Today, we're going to dive into the basics of PySpark and the DataFrame API. Our goal is to set up and get familiar with PySpark API, focusing on the DataFrame API and advanced data operations such as filtering, joining, aggregating, and grouping. We'll also discuss what use cases PySpark is a good fit for.

In [0]:
# Starting a SparkSession

# from pyspark.sql import SparkSession

# spark = SparkSession.builder \
#     .appName("PySpark Advanced Basics") \
#     .getOrCreate()

In [0]:
# Demonstrate entrypoint via autocomplete
# spark.

We have set SparkSession available as the spark variable. It's our entrypoint into using Spark.

Now, let's load a dataset from the Databricks file system as a DataFrame. 

The "Wine Quality" dataset consists of 2 datasets, related to red and white vinho verde wine samples, from the north of Portugal. This dataset was originally used to model wine quality based on physicochemical tests.

Input variables (based on physicochemical tests):
1. fixed acidity
2. volatile acidity
3. citric acid
4. residual sugar
5. chlorides
6. free sulfur dioxide
7. total sulfur dioxide
8. density
9. pH
10. sulphates
11. alcohol  

Output variable (based on sensory data):  
12. quality (score between 0 and 10)

*Source:  
Paulo Cortez, University of Minho, Guimarães, Portugal, http://www3.dsi.uminho.pt/pcortez  
A. Cerdeira, F. Almeida, T. Matos and J. Reis, Viticulture Commission of the Vinho Verde Region(CVRVV), Porto, Portugal
@2009*

In [0]:
dbutils.fs.ls('/databricks-datasets')

In [0]:
%fs

ls databricks-datasets/wine-quality

path,name,size,modificationTime
dbfs:/databricks-datasets/wine-quality/README.md,README.md,1066,1594262736000
dbfs:/databricks-datasets/wine-quality/winequality-red.csv,winequality-red.csv,84199,1594262736000
dbfs:/databricks-datasets/wine-quality/winequality-white.csv,winequality-white.csv,264426,1594262736000


In [0]:
data_path = "dbfs:/databricks-datasets/wine-quality/winequality-red.csv"
df = spark.read.csv(data_path, header=True, inferSchema=True, sep=";")

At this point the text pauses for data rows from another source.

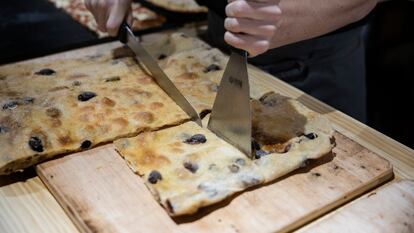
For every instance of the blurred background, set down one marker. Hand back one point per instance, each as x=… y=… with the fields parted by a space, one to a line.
x=33 y=28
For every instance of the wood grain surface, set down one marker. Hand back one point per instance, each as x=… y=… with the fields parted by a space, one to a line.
x=388 y=209
x=50 y=217
x=101 y=194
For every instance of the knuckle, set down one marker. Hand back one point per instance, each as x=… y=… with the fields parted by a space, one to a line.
x=231 y=24
x=237 y=8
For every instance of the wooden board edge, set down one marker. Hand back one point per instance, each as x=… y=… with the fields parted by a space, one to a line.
x=346 y=198
x=73 y=215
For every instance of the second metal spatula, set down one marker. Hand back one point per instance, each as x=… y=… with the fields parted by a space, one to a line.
x=231 y=116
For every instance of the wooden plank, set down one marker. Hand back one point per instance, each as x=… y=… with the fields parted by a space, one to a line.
x=27 y=206
x=100 y=193
x=388 y=209
x=400 y=156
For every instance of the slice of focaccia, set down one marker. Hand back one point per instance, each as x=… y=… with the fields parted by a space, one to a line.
x=181 y=6
x=70 y=105
x=188 y=167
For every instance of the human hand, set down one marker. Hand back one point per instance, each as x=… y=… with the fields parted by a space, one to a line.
x=251 y=24
x=109 y=14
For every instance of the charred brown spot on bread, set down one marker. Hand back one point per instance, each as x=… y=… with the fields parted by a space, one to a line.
x=234 y=168
x=65 y=140
x=108 y=102
x=113 y=79
x=85 y=96
x=311 y=136
x=121 y=121
x=36 y=144
x=196 y=139
x=10 y=105
x=192 y=167
x=212 y=67
x=86 y=144
x=144 y=116
x=53 y=112
x=45 y=72
x=154 y=177
x=162 y=56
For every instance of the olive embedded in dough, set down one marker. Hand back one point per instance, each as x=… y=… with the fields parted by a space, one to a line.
x=3 y=129
x=240 y=162
x=212 y=67
x=196 y=139
x=113 y=79
x=192 y=167
x=234 y=168
x=86 y=144
x=36 y=144
x=85 y=96
x=10 y=105
x=311 y=136
x=162 y=56
x=154 y=177
x=45 y=72
x=28 y=100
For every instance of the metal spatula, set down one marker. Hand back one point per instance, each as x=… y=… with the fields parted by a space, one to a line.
x=231 y=116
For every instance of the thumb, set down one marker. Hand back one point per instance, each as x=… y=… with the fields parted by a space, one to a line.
x=116 y=16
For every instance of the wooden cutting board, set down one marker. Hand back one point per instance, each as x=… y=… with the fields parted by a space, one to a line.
x=101 y=194
x=388 y=209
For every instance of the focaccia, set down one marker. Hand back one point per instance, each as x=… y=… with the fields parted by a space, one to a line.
x=181 y=6
x=187 y=167
x=70 y=105
x=143 y=17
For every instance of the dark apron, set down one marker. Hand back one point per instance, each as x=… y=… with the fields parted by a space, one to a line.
x=330 y=68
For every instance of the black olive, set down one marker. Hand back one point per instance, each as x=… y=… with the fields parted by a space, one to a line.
x=4 y=129
x=154 y=177
x=76 y=83
x=36 y=144
x=259 y=153
x=10 y=105
x=113 y=79
x=255 y=145
x=196 y=139
x=192 y=167
x=45 y=71
x=86 y=144
x=234 y=168
x=85 y=96
x=28 y=100
x=240 y=162
x=162 y=56
x=311 y=136
x=212 y=67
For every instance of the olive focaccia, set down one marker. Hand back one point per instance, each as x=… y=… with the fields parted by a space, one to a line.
x=187 y=167
x=180 y=6
x=68 y=105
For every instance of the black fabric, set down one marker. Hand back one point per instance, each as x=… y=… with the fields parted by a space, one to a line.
x=330 y=68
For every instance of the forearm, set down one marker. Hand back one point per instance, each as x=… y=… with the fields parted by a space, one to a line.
x=305 y=19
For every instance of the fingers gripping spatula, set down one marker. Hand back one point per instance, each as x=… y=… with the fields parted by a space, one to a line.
x=231 y=116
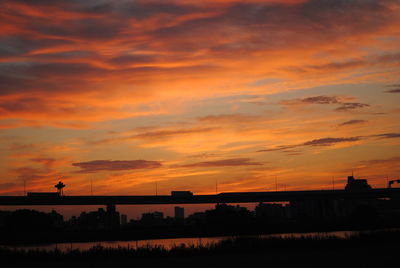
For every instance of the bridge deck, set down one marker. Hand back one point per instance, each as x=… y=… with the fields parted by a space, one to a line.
x=235 y=197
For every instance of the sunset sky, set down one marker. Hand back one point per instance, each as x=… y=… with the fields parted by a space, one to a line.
x=189 y=94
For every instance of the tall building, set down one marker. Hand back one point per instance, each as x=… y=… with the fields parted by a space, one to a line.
x=179 y=213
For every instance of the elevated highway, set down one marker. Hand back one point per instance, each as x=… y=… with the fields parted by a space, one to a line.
x=234 y=197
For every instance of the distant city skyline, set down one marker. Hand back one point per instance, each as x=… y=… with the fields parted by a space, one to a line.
x=151 y=96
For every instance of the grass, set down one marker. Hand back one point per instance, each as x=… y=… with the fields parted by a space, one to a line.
x=367 y=249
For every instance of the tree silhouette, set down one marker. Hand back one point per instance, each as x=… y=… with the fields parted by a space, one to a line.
x=60 y=187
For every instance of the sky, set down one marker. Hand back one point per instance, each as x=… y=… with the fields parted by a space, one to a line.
x=133 y=97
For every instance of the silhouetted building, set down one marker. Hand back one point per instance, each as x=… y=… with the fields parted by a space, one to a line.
x=357 y=184
x=152 y=218
x=113 y=217
x=124 y=219
x=179 y=213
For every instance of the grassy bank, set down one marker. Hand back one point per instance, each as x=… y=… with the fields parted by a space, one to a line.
x=369 y=249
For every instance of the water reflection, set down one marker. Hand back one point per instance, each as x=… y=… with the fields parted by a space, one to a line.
x=168 y=243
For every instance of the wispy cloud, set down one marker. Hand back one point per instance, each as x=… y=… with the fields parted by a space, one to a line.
x=232 y=162
x=352 y=122
x=117 y=165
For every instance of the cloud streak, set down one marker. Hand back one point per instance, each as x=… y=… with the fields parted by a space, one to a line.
x=232 y=162
x=117 y=165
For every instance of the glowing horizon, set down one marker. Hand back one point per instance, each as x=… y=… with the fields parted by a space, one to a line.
x=190 y=93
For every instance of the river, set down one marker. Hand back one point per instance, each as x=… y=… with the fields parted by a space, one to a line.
x=166 y=243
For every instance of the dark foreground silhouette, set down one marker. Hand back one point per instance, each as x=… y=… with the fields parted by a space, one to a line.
x=368 y=249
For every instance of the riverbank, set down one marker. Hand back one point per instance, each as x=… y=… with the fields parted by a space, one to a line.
x=367 y=249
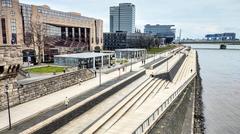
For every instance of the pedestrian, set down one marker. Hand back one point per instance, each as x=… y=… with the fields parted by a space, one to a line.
x=80 y=81
x=66 y=102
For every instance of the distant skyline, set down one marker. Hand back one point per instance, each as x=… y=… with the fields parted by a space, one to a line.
x=195 y=18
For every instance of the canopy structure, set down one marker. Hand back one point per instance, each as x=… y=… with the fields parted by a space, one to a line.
x=84 y=60
x=129 y=53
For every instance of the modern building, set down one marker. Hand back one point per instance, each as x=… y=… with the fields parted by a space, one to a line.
x=165 y=32
x=121 y=40
x=64 y=32
x=122 y=18
x=222 y=36
x=84 y=60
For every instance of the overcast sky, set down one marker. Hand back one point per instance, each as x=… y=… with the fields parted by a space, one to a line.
x=195 y=17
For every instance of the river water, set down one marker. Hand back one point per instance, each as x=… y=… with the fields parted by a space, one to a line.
x=220 y=72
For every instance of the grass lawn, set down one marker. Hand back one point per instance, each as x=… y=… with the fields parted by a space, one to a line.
x=47 y=69
x=161 y=49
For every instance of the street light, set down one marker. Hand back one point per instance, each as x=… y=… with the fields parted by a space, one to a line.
x=9 y=114
x=131 y=64
x=119 y=72
x=100 y=76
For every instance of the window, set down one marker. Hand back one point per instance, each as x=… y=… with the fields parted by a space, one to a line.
x=4 y=34
x=14 y=31
x=1 y=69
x=6 y=3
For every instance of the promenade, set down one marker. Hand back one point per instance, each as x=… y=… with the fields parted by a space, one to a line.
x=102 y=112
x=28 y=110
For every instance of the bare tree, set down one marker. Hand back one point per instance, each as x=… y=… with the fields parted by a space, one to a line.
x=38 y=37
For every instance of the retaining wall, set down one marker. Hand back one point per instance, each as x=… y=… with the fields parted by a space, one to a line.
x=32 y=90
x=50 y=125
x=173 y=71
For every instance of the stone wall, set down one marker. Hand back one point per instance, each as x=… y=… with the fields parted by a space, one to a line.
x=173 y=71
x=30 y=91
x=55 y=122
x=172 y=122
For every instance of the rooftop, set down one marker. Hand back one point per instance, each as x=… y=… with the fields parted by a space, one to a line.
x=83 y=55
x=130 y=49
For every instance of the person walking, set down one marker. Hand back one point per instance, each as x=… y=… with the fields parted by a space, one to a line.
x=66 y=102
x=80 y=81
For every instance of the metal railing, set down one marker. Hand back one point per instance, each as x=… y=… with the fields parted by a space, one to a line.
x=155 y=115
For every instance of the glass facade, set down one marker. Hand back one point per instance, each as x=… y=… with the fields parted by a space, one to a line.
x=53 y=31
x=26 y=15
x=60 y=14
x=6 y=3
x=4 y=33
x=14 y=31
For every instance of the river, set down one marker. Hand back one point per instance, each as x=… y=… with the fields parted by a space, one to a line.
x=220 y=72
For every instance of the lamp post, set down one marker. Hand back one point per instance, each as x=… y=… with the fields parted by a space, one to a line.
x=154 y=55
x=167 y=65
x=100 y=76
x=9 y=114
x=119 y=72
x=131 y=64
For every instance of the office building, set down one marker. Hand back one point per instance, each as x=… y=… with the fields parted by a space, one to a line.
x=65 y=32
x=122 y=18
x=164 y=32
x=222 y=36
x=122 y=39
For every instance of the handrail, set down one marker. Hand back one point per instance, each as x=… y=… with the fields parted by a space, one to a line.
x=165 y=103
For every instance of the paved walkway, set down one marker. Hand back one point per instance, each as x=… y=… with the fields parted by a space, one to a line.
x=82 y=122
x=32 y=108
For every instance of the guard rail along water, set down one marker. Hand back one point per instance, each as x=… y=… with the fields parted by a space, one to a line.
x=154 y=117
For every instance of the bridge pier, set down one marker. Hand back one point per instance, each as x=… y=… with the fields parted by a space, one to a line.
x=223 y=46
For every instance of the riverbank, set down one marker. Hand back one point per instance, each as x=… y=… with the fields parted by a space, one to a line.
x=185 y=115
x=198 y=117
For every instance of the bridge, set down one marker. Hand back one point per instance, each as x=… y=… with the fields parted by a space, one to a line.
x=131 y=103
x=225 y=42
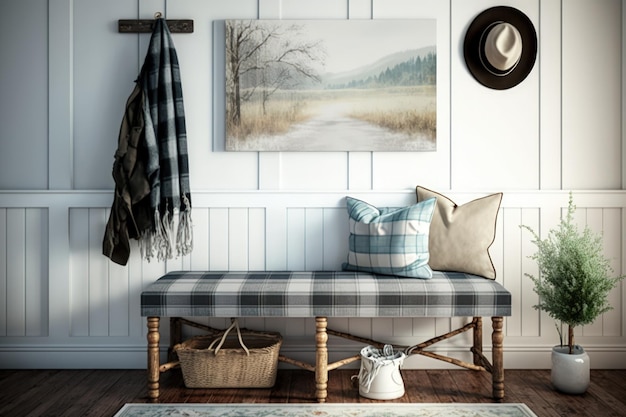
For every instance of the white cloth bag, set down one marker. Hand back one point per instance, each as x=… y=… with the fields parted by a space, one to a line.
x=379 y=376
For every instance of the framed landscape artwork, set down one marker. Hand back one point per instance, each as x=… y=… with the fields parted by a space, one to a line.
x=331 y=85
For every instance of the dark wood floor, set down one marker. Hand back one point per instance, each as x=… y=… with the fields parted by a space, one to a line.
x=103 y=392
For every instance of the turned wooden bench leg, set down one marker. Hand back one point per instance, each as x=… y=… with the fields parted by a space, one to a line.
x=497 y=374
x=321 y=359
x=154 y=361
x=478 y=340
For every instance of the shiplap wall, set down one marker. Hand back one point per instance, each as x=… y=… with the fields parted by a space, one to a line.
x=67 y=75
x=98 y=309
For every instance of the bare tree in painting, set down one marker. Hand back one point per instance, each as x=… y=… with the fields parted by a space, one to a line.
x=267 y=58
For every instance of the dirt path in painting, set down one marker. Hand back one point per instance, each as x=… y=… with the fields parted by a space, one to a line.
x=331 y=129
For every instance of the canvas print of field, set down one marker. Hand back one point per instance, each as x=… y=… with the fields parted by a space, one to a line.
x=331 y=85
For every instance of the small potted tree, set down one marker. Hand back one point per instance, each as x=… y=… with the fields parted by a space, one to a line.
x=575 y=279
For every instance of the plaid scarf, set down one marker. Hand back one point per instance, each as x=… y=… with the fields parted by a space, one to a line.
x=165 y=134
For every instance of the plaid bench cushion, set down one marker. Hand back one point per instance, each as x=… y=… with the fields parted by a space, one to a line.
x=326 y=294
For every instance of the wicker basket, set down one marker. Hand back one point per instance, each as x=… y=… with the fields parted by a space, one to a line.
x=231 y=364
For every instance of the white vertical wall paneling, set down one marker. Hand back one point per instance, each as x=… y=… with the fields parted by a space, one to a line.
x=98 y=277
x=16 y=279
x=335 y=224
x=201 y=233
x=60 y=94
x=360 y=9
x=4 y=293
x=314 y=239
x=219 y=239
x=238 y=245
x=36 y=272
x=296 y=237
x=591 y=128
x=276 y=240
x=549 y=64
x=614 y=250
x=120 y=301
x=79 y=298
x=256 y=239
x=593 y=218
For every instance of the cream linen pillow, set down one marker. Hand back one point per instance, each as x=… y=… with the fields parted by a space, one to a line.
x=460 y=236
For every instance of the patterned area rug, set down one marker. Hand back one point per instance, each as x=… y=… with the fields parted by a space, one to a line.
x=326 y=410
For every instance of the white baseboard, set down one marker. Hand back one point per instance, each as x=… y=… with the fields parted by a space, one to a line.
x=134 y=357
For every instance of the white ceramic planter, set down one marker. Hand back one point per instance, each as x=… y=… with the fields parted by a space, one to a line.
x=570 y=373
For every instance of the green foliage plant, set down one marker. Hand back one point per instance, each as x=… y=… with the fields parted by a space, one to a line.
x=575 y=277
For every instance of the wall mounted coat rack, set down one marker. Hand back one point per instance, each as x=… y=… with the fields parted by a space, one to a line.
x=145 y=25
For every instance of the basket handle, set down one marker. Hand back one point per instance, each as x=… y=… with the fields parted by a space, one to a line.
x=235 y=325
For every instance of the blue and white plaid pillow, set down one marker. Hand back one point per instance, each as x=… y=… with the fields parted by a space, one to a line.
x=388 y=240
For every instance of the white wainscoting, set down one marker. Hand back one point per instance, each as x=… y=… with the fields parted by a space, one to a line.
x=64 y=305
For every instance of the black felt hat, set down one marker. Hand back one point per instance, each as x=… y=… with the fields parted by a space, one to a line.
x=500 y=47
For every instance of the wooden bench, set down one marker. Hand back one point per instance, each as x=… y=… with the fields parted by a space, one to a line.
x=321 y=295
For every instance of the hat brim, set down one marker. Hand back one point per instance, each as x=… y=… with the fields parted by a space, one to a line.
x=472 y=45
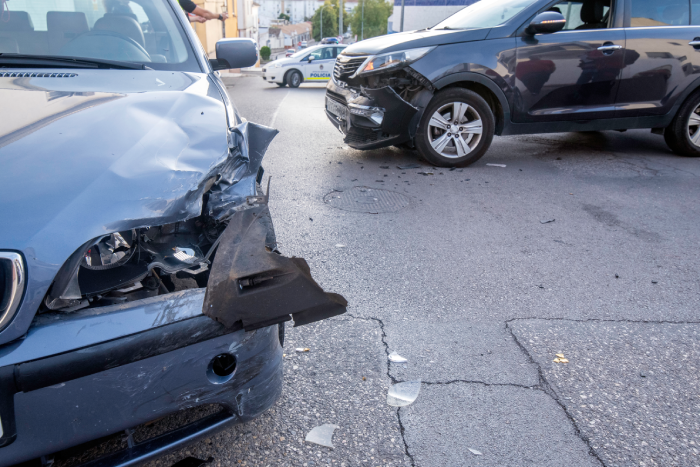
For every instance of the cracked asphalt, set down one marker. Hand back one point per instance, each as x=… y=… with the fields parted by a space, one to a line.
x=480 y=296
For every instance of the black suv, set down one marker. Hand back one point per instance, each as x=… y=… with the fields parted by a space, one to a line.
x=510 y=67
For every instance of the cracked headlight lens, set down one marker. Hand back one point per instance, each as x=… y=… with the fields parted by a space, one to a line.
x=394 y=59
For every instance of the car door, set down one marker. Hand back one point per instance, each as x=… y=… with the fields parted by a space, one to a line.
x=572 y=74
x=321 y=67
x=662 y=56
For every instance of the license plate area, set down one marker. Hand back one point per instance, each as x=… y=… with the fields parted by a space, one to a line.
x=337 y=109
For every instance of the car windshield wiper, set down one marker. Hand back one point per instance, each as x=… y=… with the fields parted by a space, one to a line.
x=63 y=62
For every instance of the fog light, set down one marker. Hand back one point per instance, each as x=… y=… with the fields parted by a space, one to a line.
x=376 y=114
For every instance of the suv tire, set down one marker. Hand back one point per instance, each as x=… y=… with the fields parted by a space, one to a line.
x=293 y=79
x=685 y=128
x=446 y=142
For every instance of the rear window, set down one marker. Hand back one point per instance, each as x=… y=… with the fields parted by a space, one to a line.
x=140 y=31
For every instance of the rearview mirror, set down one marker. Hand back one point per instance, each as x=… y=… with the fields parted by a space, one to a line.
x=546 y=22
x=239 y=52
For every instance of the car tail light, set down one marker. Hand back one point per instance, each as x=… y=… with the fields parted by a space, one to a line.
x=12 y=280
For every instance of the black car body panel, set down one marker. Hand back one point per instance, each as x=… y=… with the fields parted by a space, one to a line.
x=546 y=82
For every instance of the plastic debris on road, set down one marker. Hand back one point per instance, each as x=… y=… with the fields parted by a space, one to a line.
x=403 y=394
x=322 y=435
x=560 y=358
x=396 y=358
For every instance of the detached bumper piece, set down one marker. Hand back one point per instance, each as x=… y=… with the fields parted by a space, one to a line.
x=252 y=286
x=376 y=118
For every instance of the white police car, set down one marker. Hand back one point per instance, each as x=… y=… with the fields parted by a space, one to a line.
x=314 y=64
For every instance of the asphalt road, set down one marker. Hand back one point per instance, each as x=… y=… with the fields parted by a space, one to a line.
x=479 y=295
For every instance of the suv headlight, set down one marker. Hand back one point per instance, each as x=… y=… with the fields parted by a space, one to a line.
x=381 y=62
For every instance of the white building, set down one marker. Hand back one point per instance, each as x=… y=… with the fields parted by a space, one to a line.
x=420 y=14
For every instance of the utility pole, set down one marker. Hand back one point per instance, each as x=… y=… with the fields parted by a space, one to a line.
x=362 y=27
x=340 y=19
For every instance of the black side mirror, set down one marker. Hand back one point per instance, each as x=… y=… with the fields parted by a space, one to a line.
x=546 y=22
x=239 y=52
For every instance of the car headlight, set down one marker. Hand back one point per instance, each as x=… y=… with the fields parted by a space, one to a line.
x=394 y=59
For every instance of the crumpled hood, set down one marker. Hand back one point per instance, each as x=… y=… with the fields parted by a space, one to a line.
x=413 y=39
x=103 y=151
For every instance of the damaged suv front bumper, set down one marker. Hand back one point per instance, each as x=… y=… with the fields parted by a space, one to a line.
x=370 y=118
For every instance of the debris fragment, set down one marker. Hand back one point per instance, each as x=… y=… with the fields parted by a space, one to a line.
x=396 y=358
x=322 y=435
x=403 y=394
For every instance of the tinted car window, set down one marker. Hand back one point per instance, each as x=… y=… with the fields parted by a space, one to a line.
x=572 y=13
x=645 y=13
x=140 y=31
x=484 y=14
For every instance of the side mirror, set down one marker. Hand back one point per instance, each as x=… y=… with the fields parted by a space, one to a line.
x=239 y=52
x=546 y=22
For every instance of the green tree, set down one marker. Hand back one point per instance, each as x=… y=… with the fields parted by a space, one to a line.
x=330 y=20
x=375 y=18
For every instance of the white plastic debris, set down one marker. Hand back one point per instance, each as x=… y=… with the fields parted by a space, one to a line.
x=322 y=435
x=403 y=394
x=396 y=358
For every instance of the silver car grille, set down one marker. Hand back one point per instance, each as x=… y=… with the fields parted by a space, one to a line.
x=347 y=65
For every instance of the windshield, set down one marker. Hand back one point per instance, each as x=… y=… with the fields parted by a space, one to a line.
x=484 y=14
x=142 y=31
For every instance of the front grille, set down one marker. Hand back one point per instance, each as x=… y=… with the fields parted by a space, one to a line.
x=346 y=65
x=23 y=74
x=11 y=285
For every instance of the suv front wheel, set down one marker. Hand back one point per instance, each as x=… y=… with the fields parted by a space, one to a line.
x=683 y=134
x=456 y=128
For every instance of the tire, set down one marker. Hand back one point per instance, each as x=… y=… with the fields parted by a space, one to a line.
x=683 y=134
x=461 y=147
x=293 y=79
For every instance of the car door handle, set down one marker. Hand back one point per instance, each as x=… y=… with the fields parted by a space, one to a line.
x=609 y=48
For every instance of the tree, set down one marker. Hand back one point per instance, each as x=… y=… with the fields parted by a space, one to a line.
x=330 y=20
x=376 y=17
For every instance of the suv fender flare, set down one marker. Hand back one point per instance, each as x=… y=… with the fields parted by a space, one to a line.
x=502 y=120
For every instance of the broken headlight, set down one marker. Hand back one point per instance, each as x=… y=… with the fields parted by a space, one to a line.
x=134 y=264
x=393 y=59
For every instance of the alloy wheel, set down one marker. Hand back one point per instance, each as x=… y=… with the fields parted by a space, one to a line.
x=455 y=129
x=694 y=126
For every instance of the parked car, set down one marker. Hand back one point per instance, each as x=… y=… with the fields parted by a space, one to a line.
x=507 y=67
x=309 y=65
x=139 y=275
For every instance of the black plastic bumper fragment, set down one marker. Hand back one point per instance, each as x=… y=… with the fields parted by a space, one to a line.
x=252 y=286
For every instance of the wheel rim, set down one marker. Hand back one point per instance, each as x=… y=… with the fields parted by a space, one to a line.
x=694 y=126
x=455 y=129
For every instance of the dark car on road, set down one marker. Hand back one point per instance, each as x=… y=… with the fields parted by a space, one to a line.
x=508 y=67
x=140 y=280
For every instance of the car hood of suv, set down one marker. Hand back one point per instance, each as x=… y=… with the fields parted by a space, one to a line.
x=413 y=39
x=101 y=151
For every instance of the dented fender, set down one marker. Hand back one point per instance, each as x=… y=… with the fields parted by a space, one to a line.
x=253 y=286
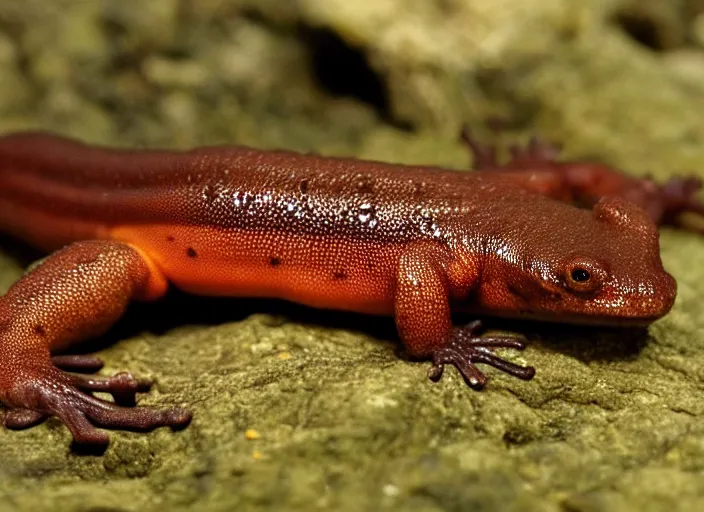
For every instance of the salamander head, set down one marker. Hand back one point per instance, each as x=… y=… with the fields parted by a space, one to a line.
x=571 y=265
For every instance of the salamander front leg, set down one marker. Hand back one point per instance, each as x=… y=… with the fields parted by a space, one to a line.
x=466 y=347
x=535 y=167
x=422 y=312
x=76 y=293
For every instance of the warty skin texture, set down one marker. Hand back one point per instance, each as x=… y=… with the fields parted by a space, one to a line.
x=413 y=242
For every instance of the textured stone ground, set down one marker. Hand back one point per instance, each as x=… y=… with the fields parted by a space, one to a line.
x=611 y=422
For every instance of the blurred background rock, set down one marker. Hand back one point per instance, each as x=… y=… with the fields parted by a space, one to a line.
x=344 y=424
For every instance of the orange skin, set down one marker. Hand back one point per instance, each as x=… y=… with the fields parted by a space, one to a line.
x=413 y=242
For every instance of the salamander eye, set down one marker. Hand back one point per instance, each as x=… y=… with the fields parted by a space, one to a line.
x=584 y=275
x=580 y=275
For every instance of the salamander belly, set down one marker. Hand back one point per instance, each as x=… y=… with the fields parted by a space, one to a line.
x=322 y=272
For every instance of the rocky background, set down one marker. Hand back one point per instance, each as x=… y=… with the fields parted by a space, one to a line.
x=298 y=409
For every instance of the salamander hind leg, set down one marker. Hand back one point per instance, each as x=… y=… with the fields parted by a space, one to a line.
x=423 y=318
x=76 y=293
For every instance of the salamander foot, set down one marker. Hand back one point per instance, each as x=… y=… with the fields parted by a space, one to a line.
x=37 y=393
x=466 y=348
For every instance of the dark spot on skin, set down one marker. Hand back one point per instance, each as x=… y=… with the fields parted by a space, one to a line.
x=365 y=185
x=580 y=275
x=419 y=188
x=303 y=186
x=209 y=193
x=517 y=293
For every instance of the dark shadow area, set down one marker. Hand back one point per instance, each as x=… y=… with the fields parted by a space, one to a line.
x=344 y=71
x=584 y=343
x=642 y=28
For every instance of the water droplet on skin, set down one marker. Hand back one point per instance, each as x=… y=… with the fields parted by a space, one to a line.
x=303 y=186
x=366 y=213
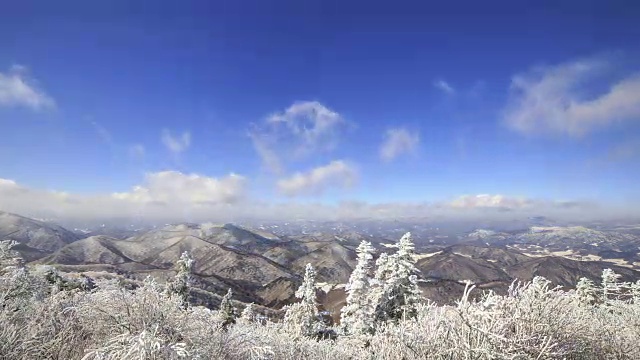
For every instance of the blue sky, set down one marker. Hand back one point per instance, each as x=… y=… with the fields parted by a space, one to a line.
x=321 y=101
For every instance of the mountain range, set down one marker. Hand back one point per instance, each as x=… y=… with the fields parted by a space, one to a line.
x=266 y=269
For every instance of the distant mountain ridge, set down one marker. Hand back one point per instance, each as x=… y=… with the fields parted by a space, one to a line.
x=266 y=268
x=37 y=238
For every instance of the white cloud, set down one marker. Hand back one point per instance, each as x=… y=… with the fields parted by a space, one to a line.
x=17 y=89
x=314 y=182
x=173 y=187
x=489 y=201
x=397 y=142
x=444 y=86
x=557 y=100
x=176 y=144
x=176 y=197
x=168 y=195
x=303 y=129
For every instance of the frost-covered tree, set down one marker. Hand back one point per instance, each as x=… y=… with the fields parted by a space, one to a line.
x=8 y=256
x=586 y=292
x=248 y=314
x=303 y=317
x=181 y=283
x=396 y=294
x=357 y=315
x=611 y=287
x=227 y=311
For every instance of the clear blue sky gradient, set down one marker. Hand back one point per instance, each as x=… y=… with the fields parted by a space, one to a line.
x=216 y=67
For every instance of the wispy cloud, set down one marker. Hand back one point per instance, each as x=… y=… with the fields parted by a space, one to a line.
x=444 y=86
x=176 y=144
x=397 y=142
x=314 y=182
x=490 y=201
x=303 y=129
x=172 y=196
x=173 y=187
x=557 y=99
x=18 y=90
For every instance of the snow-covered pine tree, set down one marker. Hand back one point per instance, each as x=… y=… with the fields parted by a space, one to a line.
x=227 y=311
x=248 y=314
x=357 y=315
x=611 y=287
x=396 y=294
x=181 y=283
x=586 y=292
x=303 y=317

The above code reads a CSV file from the specified path and creates a DataFrame called df with the schema inferred from the data.

In [0]:
df.show(5)

+-------------+----------------+-----------+--------------+---------+-------------------+--------------------+-------+----+---------+-------+-------+
|fixed acidity|volatile acidity|citric acid|residual sugar|chlorides|free sulfur dioxide|total sulfur dioxide|density|  pH|sulphates|alcohol|quality|
+-------------+----------------+-----------+--------------+---------+-------------------+--------------------+-------+----+---------+-------+-------+
|          7.4|             0.7|        0.0|           1.9|    0.076|               11.0|                34.0| 0.9978|3.51|     0.56|    9.4|      5|
|          7.8|            0.88|        0.0|           2.6|    0.098|               25.0|                67.0| 0.9968| 3.2|     0.68|    9.8|      5|
|          7.8|            0.76|       0.04|           2.3|    0.092|               15.0|                54.0|  0.997|3.26|     0.65|    9.8|      5|
|         11.2|            0.28|       0.56|           1.9|    0.075|               17.0|           

#### What are DataFrames and why are they important in PySpark?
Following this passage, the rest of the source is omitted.